With respect to the symplectic structure, there are some special subspaces.
Isotropic and Lagrangian subspaces: Let $(V,\omega)$ be a symplectic vector space. Given a subspace $Y\subset V$, define $$ Y^\omega=\{x\in V:\omega(x,y)=0\text{ for all }y\in Y\}. $$ It is easy to see that ${\rm dim}(Y)+{\rm dim}(Y^\omega)=2n$. We call $Y$:
The next definition introduces the symplectic structure on manifolds. Let $M$ be a $m$-dimensional differentiable manifold, and recall the definition of a symplectic form (which is the choice of symplectic bilinear maps on each tangent space of $M$).
Symplectic manifold: We call $(M,\omega)$ a symplectic manifold if $M$ is a differentiable manifold and $\omega$ is a symplectic form on $M$.
In particular, $m=2n$ is even.

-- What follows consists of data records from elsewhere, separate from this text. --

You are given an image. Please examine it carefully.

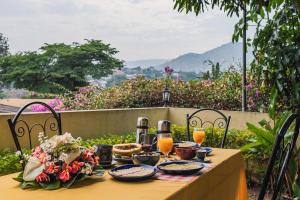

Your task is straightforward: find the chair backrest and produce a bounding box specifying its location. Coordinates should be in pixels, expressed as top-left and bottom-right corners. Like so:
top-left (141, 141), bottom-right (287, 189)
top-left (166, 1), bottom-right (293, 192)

top-left (186, 108), bottom-right (231, 148)
top-left (258, 114), bottom-right (300, 200)
top-left (7, 102), bottom-right (62, 155)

The simplest example of a symplectic manifold is $(\mathbb R^{2n},\omega)$ as defined above: if $(x_1,\ldots,x_n,$ $p_1,\ldots,p_n)$ denotes the coordinates of $\mathbb R^{2n}$, then $$ \omega=dx_1\wedge dp_1+\cdots+dx_n\wedge dp_n. $$
Compare this with Riemannian manifolds. A Riemannian manifold is a differentiable manifold equipped with a Riemannian metric. The difference between metrics and two-forms is that the first is symmetric, while the other is antisymmetric. This simple difference makes the two contexts extremely different.
$TM$ is a symplectic manifold
We already know that $(TM,\omega)$ is a symplectic manifold. Let us complete this discussion showing another definition of $\omega$.
1–form $\Theta$ on $TM$: Define the 1–form $\Theta$ on $TM$ taking $\Theta_v:TTM_v\to\mathbb R$ by $$ \Theta_v(x,y)=\langle x,v\rangle. $$
Above, $TTM_v\cong TM_p\times TM_p$ via the horizontal and vertical coordinates.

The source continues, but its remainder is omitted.